札幌にある北海道大学総合博物館です。今からおよそ90年前に、当時日本領だった南サハリンで発掘された恐竜の化石など、貴重な資料が展示されています。博物館の副館長でもある小林快次教授に案内してもらいました。
小林教授「ここにあるのがカナダで発見されたパラサウロロフスという恐竜。これによく似た恐竜がロシアからも発見されている。つまり、こういうような恐竜が北米大陸からアラスカを通ってアジアにやってきたというのが分かっているので、そういう意味ではこの恐竜もアジアとアメリカの恐竜のつながりを示す一つの例になる」
小林教授は、ヒトはサルから進化したというような生物同士の関係について、化石研究を通じて探ろうとしています。胆振のむかわ町で発見されたカムイサウルス(むかわ竜)の発掘に関わるなど、恐竜研究の第一人者として知られています。
小林教授がむかわ竜の研究に携わるようになったきっかけは、むかわ町民が見つけ町に寄贈していたしっぽの化石の鑑定を頼まれたことでした。鑑定の結果、その化石が貴重なものであると分かり、本格的な発掘調査をすることになりました。
小林教授「私は世界中で恐竜化石を発掘調査してるので、そういう意味ではあまり興奮はなかった。実際にこれはとんでもないこと、とんでもない発見だと実感したのは、カムイサウルスの背骨の骨を並べた時。とんでもなく完全体に近く、しかも巨大な恐竜が日本から初めて発見されたという歴史的なインパクト」
調査の結果、その化石は新種の恐竜であることが分かり、カムイサウルス・ジャポニクスという学名がつけられました。
今回、小林教授が計画しているのはモンゴルとアラスカでの恐竜の発掘調査です。むかわ竜の祖先が北米大陸からアラスカ、ユーラシア大陸を経由して北海道にやってきたという仮説を立証するためには、海外での発掘調査が必要だと考えるようになりました。今回の調査費用を捻出するため、初めてクラウドファンディングで寄付を呼び掛けています。
クラウドファンディングに参加してくれる人の中には、恐竜ファンも少なくありません。小林教授は研究の過程をリアルタイムに公開していく予定で、科学の重要性を実感してもらえるといいます。
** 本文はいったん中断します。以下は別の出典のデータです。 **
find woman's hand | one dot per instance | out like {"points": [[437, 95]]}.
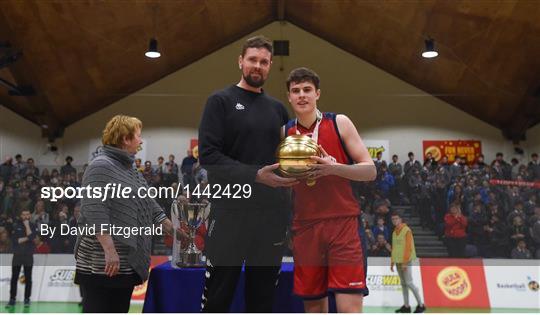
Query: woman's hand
{"points": [[112, 262]]}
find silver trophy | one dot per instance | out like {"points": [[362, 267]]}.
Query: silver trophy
{"points": [[187, 217]]}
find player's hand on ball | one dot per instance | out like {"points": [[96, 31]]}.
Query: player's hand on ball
{"points": [[325, 164], [267, 177], [112, 262]]}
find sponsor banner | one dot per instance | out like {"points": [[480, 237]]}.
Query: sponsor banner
{"points": [[139, 292], [513, 283], [385, 286], [376, 146], [57, 282], [520, 183], [470, 149], [5, 277], [454, 283], [194, 146]]}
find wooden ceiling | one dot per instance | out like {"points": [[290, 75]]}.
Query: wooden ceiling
{"points": [[80, 56]]}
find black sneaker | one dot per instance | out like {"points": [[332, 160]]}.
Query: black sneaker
{"points": [[11, 303], [404, 309], [420, 308]]}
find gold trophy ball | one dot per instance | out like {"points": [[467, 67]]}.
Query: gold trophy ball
{"points": [[293, 155]]}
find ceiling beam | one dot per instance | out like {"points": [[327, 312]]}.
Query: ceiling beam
{"points": [[42, 112]]}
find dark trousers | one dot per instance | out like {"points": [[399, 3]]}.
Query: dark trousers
{"points": [[456, 246], [221, 284], [255, 237], [15, 271], [100, 299]]}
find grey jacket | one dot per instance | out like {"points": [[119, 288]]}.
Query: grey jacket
{"points": [[115, 166]]}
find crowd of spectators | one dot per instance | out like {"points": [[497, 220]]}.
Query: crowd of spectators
{"points": [[456, 200], [474, 215], [20, 189]]}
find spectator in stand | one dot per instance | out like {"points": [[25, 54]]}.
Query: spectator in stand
{"points": [[23, 256], [39, 216], [521, 251], [430, 161], [5, 244], [411, 165], [60, 243], [45, 176], [518, 231], [477, 222], [497, 236], [160, 168], [7, 169], [514, 168], [200, 175], [381, 248], [67, 168], [517, 212], [480, 162], [382, 210], [414, 181], [378, 161], [31, 169], [443, 162], [148, 171], [369, 234], [455, 169], [381, 228], [385, 180], [138, 165], [174, 166], [534, 167], [534, 230], [187, 167], [455, 231], [41, 246], [395, 167], [504, 169], [169, 177], [20, 166], [403, 254]]}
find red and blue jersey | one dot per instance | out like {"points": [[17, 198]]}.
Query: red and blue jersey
{"points": [[331, 196]]}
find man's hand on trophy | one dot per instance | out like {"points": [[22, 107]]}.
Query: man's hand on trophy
{"points": [[267, 177], [325, 165], [169, 229]]}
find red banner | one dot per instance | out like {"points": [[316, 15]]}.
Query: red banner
{"points": [[454, 283], [139, 291], [194, 146], [470, 149], [520, 183]]}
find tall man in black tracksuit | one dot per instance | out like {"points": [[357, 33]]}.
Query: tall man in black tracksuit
{"points": [[23, 255], [238, 136]]}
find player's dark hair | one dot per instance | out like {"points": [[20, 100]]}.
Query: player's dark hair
{"points": [[258, 41], [303, 74]]}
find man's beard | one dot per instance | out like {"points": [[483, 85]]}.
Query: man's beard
{"points": [[252, 82]]}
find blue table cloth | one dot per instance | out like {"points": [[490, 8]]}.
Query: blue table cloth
{"points": [[173, 290]]}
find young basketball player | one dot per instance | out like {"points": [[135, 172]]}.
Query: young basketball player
{"points": [[326, 246]]}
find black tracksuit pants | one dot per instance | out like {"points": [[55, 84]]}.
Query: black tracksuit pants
{"points": [[255, 237]]}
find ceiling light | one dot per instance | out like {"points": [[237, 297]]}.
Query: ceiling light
{"points": [[430, 52], [152, 49]]}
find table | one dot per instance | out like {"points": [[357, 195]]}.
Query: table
{"points": [[172, 290]]}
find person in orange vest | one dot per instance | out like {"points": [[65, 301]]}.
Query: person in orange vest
{"points": [[403, 254]]}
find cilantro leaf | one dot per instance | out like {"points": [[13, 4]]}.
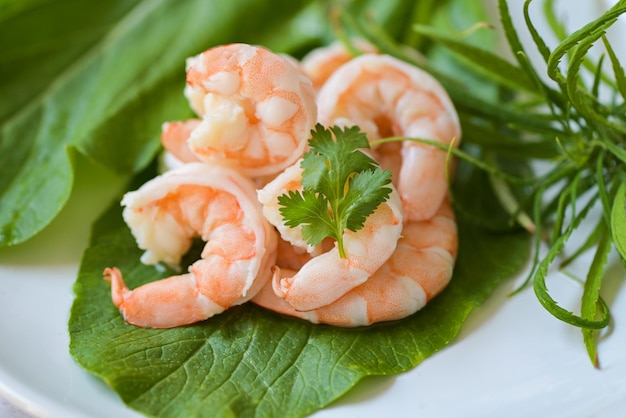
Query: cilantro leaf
{"points": [[342, 186]]}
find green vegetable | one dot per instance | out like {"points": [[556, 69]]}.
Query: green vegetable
{"points": [[572, 110], [341, 186], [252, 362]]}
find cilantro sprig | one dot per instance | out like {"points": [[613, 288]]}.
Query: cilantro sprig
{"points": [[341, 186]]}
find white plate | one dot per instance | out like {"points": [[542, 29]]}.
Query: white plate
{"points": [[511, 358]]}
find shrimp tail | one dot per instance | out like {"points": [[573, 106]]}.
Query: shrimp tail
{"points": [[119, 290]]}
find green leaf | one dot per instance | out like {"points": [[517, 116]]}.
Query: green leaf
{"points": [[618, 220], [304, 209], [340, 182], [485, 62], [102, 79], [591, 294], [251, 362]]}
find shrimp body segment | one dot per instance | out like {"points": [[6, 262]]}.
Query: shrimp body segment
{"points": [[215, 204], [327, 276], [256, 108], [419, 269], [388, 97]]}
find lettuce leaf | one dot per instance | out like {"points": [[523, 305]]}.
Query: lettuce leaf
{"points": [[252, 362], [101, 79]]}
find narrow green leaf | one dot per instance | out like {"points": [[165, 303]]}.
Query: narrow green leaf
{"points": [[102, 79], [618, 220], [541, 290], [594, 28], [486, 62], [591, 293], [615, 149], [618, 70]]}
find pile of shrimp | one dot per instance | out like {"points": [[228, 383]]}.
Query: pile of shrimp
{"points": [[225, 168]]}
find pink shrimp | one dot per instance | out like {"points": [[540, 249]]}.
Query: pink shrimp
{"points": [[216, 204], [388, 97], [174, 137], [327, 276], [419, 269], [255, 108]]}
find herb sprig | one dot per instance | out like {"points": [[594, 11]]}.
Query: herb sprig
{"points": [[557, 111], [342, 186]]}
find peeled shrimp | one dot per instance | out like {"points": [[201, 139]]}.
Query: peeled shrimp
{"points": [[419, 269], [388, 97], [327, 276], [255, 108], [216, 204]]}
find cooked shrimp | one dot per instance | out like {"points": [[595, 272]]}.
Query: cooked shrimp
{"points": [[288, 180], [174, 137], [216, 204], [388, 97], [321, 62], [256, 109], [326, 277], [419, 269]]}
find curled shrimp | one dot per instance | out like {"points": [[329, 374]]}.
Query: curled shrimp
{"points": [[255, 110], [419, 269], [326, 277], [388, 97], [216, 204]]}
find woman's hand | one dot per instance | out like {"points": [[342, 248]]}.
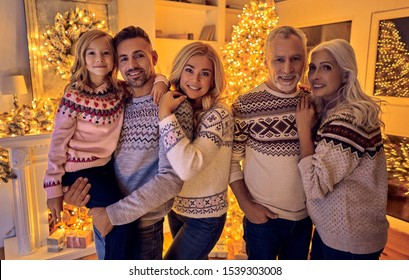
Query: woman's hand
{"points": [[305, 116], [77, 194], [169, 102]]}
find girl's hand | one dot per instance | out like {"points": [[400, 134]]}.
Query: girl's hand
{"points": [[158, 90], [169, 102], [55, 206]]}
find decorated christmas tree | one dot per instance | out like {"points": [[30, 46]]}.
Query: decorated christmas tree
{"points": [[243, 57], [243, 60], [392, 65]]}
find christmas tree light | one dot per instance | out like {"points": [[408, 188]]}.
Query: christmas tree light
{"points": [[243, 57]]}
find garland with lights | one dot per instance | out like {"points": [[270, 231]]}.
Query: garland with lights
{"points": [[60, 38], [34, 119], [392, 66]]}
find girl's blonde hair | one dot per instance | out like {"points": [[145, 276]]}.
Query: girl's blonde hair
{"points": [[219, 84], [79, 73], [366, 110]]}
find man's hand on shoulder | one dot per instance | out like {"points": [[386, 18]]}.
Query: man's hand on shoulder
{"points": [[101, 220], [77, 194]]}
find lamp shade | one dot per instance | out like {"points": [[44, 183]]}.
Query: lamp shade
{"points": [[13, 85]]}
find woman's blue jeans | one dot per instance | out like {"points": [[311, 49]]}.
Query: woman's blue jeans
{"points": [[193, 238], [278, 238]]}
小林教授「最初から研究結果ではなく、どうやってそこに至ったのかというところを体験してもらうとより重要性を実感できるかなと」
北大は、クラウドファンディングで研究資金を集める取り組みに力を入れています。これまでに14例の研究が成立していて、小林教授の研究の寄付は来月14日まで募集しています。窓口となっている北大の基金室は「恐竜など子どもたちに人気のテーマはもちろん、様々な研究に関心を持ってもらうきっかけになってほしい」としています。